American computational biologist (born 1972)

Adam C. Siepel (born 1972) is an American computational biologist known for his research in comparative genomics and population genetics, particularly the development of statistical methods and software tools for identifying evolutionarily conserved sequences. Siepel is currently Chair of the Simons Center for Quantitative Biology and Professor in the Watson School for Biological Sciences at Cold Spring Harbor Laboratory.

==Education and career==
Siepel completed a B.S. in Agricultural and Biological Engineering at Cornell University in 1994, then worked at Los Alamos National Laboratory until 1996. From 1996 to 2001, he worked as a software developer at the National Center for Genome Resources in Santa Fe, while completing an M.S. in Computer Science at the University of New Mexico. He obtained a Ph.D. in computer science from the University of California, Santa Cruz in 2005. He was on the faculty of Cornell University from 2006 to 2014 and moved to Cold Spring Harbor Laboratory in 2014.

==Research==

Siepel has worked on various problems at the intersection of computer science, statistics, evolutionary biology, and genomics. At Los Alamos National Laboratory, he developed phylogenetic methods for detecting recombinant strains of HIV, and at the National Center for Genome Resources, he led the development of ISYS, a technology for integrating heterogeneous bioinformatics databases, analysis tools, and visualization programs. Siepel also did theoretical work on algorithms for phylogeny reconstruction based on genome rearrangements, working with Bernard Moret at the University of New Mexico. When Siepel left software development to join David Haussler's laboratory at the University of California, Santa Cruz, he turned to computational problems in comparative genomics. In Haussler's group, he developed several analysis methods based on phylogenetic hidden Markov models, including a widely used program called phastCons for identifying evolutionarily conserved sequences in genomic sequences.

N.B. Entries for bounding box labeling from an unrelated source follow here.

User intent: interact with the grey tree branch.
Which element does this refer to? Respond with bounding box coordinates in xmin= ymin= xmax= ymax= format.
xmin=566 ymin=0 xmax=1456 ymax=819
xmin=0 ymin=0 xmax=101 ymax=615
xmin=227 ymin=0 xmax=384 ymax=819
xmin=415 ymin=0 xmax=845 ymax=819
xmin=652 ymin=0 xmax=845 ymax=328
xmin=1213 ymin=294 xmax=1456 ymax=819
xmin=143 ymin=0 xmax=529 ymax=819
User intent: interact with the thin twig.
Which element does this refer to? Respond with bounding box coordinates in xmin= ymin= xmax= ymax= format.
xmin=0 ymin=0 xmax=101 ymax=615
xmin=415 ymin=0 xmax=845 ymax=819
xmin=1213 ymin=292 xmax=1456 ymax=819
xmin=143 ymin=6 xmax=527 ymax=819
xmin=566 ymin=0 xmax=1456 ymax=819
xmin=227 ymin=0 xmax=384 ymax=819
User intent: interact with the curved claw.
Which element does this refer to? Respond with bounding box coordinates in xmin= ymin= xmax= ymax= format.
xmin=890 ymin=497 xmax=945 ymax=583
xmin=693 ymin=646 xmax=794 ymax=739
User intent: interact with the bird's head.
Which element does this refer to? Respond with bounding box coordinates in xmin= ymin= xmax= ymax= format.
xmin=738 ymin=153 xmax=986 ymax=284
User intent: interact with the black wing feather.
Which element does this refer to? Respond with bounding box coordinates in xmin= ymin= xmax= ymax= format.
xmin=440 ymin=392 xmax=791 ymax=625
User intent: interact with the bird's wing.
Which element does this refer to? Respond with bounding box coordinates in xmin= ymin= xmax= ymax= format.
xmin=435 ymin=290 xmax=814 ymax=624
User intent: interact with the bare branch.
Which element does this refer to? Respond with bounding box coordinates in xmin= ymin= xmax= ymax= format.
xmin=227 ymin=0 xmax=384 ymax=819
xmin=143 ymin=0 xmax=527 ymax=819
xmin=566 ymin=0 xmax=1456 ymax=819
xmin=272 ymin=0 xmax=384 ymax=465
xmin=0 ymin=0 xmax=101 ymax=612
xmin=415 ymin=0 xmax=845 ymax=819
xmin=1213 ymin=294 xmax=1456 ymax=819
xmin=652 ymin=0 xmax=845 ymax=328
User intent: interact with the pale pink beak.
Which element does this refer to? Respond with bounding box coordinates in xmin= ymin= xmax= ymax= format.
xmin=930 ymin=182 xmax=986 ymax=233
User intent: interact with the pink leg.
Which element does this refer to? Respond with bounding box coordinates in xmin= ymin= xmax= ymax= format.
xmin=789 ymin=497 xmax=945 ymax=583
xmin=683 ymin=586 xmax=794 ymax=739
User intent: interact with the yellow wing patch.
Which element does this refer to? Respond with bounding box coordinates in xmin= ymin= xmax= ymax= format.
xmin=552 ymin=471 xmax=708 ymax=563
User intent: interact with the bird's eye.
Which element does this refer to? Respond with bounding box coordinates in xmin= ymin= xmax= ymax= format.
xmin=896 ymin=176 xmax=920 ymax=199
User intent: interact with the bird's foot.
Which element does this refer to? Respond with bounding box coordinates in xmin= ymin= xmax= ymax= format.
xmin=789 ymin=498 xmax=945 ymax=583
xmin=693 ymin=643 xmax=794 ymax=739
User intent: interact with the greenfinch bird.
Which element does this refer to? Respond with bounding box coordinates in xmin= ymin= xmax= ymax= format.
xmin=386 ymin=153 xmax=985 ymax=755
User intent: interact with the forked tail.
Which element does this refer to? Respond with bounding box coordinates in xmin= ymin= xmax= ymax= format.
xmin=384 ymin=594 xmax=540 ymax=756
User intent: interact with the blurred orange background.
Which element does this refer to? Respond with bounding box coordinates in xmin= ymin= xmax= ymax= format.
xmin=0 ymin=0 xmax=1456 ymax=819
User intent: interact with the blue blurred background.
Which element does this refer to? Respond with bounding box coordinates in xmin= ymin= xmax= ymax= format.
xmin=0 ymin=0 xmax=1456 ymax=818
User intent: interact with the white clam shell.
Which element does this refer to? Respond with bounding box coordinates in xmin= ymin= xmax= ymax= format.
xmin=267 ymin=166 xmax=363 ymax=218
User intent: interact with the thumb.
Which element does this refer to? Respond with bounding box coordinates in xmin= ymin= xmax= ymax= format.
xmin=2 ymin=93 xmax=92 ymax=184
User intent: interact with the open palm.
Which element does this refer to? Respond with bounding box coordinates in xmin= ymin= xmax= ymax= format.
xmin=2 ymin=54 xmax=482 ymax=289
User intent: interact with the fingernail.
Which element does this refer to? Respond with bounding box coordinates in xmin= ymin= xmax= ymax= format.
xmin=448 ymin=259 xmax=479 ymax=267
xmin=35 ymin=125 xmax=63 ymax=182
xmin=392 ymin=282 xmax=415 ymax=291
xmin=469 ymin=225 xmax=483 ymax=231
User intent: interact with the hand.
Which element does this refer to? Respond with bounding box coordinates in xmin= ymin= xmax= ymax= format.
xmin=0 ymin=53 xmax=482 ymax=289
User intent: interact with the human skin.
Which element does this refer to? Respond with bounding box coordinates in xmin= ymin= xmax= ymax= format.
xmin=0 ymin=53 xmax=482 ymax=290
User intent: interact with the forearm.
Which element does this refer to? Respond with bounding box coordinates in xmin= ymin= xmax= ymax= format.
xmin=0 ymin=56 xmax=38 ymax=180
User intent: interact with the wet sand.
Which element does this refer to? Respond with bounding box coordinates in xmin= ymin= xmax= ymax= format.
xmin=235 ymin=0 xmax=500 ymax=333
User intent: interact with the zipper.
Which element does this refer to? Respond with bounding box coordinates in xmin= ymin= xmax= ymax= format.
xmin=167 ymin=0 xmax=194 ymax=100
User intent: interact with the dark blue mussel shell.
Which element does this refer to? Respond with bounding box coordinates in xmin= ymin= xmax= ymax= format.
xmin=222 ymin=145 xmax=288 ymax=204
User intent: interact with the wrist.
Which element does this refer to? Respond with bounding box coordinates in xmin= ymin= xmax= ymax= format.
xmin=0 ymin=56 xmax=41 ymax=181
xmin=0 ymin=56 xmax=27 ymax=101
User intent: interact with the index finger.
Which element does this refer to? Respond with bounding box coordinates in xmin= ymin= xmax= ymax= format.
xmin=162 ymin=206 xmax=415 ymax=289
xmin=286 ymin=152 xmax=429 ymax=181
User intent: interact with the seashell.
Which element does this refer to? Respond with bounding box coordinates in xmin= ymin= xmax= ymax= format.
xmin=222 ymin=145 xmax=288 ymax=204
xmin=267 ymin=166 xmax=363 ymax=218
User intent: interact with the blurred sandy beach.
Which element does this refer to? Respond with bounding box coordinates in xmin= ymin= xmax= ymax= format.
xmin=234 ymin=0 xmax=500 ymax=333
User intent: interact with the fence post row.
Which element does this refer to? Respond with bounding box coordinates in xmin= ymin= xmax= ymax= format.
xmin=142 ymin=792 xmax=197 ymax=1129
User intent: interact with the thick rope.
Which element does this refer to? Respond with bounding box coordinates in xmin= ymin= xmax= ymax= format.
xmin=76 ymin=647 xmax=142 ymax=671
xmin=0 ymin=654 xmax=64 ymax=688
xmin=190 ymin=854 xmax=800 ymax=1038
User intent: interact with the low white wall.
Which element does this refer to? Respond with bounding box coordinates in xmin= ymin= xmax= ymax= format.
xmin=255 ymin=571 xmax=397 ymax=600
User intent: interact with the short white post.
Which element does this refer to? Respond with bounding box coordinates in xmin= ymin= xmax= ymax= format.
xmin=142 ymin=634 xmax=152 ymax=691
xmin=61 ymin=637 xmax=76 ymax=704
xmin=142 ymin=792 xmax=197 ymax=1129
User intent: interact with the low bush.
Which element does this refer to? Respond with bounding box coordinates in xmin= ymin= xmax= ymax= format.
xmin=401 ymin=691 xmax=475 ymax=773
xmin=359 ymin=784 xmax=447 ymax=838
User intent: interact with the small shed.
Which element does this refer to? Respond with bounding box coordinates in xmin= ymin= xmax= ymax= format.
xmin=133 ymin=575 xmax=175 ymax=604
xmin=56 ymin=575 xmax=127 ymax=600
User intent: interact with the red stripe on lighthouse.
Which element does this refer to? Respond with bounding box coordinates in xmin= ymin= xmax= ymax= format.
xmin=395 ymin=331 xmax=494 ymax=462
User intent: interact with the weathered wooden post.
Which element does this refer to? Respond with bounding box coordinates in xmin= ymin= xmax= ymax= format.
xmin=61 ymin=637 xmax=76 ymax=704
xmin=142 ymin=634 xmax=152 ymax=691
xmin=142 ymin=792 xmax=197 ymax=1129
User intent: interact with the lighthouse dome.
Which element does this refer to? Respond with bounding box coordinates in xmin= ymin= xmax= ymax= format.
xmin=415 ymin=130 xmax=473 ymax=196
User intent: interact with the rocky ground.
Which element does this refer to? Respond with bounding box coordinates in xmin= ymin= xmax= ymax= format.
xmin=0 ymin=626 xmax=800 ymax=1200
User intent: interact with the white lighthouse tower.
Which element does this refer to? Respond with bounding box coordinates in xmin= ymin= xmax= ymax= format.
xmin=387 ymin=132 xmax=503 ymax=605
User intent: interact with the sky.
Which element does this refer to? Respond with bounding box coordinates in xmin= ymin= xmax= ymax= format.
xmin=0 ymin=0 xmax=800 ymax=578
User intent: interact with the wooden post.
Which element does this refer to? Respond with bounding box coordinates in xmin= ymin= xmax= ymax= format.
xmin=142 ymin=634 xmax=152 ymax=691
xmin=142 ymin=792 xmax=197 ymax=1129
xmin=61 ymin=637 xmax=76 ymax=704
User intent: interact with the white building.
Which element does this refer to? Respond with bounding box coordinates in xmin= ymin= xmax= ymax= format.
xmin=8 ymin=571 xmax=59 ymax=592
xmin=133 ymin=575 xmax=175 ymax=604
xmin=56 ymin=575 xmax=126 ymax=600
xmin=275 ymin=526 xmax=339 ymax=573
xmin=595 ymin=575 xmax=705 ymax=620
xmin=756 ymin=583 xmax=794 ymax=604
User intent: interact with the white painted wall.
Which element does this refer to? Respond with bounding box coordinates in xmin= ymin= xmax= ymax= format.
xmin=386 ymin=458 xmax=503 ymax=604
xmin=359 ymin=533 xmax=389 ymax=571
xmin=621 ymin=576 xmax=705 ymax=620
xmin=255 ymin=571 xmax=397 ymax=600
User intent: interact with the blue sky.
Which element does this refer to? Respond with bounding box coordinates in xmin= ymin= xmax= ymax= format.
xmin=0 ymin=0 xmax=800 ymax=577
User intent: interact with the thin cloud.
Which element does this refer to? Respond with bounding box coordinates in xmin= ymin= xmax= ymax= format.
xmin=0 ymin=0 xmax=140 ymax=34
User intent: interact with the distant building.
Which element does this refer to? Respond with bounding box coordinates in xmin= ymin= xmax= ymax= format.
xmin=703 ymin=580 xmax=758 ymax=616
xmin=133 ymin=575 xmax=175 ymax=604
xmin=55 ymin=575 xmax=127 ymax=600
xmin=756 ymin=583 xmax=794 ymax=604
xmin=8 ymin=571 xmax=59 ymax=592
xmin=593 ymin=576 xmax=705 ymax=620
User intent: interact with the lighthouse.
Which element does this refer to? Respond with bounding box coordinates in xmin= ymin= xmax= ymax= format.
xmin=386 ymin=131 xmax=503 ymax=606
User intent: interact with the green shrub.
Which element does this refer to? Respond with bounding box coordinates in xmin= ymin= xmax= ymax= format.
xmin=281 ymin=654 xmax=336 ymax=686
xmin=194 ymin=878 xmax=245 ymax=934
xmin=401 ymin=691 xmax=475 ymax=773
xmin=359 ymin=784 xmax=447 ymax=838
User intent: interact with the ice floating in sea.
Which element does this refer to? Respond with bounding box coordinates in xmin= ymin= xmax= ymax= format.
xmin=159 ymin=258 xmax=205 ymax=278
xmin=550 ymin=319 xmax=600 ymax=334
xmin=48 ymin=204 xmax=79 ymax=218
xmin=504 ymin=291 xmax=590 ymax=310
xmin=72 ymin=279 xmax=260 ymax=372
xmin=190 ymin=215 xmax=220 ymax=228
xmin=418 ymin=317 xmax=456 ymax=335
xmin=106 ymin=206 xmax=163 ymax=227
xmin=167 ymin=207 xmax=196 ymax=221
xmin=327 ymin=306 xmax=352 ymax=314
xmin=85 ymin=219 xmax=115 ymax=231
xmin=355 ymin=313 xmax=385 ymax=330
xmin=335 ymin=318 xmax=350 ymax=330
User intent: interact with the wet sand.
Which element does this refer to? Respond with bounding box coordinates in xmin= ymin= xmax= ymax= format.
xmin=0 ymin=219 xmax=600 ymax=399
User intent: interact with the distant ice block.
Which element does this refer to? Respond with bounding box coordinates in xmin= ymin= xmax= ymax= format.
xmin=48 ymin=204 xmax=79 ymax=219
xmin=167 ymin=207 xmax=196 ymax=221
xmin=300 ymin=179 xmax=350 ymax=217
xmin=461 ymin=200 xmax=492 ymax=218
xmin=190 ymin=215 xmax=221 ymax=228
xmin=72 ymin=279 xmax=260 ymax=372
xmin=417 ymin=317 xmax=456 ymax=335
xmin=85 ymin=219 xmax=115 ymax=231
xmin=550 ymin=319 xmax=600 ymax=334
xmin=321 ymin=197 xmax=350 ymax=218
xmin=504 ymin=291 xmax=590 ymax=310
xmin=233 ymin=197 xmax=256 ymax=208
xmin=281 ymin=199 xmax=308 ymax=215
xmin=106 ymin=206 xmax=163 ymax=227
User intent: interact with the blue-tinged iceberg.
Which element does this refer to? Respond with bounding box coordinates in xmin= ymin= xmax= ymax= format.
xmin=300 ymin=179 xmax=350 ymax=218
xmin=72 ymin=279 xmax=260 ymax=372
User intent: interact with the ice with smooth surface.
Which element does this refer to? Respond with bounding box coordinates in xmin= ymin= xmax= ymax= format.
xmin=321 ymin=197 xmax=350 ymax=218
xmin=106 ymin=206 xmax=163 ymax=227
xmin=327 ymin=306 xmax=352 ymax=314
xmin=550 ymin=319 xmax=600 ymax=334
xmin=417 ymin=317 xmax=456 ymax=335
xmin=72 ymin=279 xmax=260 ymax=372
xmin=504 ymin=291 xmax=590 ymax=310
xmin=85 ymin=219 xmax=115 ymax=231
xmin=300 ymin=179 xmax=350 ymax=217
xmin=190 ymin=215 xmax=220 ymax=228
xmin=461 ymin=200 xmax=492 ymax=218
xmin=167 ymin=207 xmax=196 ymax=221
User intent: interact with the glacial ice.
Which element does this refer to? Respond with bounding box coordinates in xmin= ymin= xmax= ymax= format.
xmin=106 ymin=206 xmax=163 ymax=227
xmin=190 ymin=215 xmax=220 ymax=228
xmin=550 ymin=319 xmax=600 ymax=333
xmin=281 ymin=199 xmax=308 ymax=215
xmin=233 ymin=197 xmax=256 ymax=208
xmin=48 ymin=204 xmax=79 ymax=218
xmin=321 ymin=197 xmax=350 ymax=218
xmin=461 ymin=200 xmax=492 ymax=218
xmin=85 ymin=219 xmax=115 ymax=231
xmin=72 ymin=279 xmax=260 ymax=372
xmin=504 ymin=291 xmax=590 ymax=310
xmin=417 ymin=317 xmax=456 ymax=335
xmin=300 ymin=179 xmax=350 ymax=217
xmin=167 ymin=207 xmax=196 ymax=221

At Cornell, Siepel's research group continued to work on the identification and characterization of conserved non-coding sequences. They also studied fast-evolving sequences in both coding and noncoding regions, including human accelerated regions. In recent years, the Siepel laboratory has increasingly focused on human population genetics, developing methods for estimating the times in early human history when major population groups first diverged, for measuring the influence of natural selection on transcription factor binding sites, and for estimating probabilities that mutations across the human genome will have fitness consequences. The group also has an active research program in transcriptional regulation, carried out in close collaboration with John T. Lis's laboratory.

A common theme in Siepel's research is the development of precise mathematical models for the complex processes by which genomes evolve over time. His research group uses these models, together with techniques from computer science and statistics, both to peer into the past, and to address questions of practical importance for human health.

==Awards and honours==
Siepel was a recipient of a Guggenheim Fellowship in 2012. He was also awarded a David and Lucile Packard Fellowship for Science and Engineering in 2007, a Microsoft Research Faculty Fellowship in 2007, and a Sloan Research Fellowship in 2009.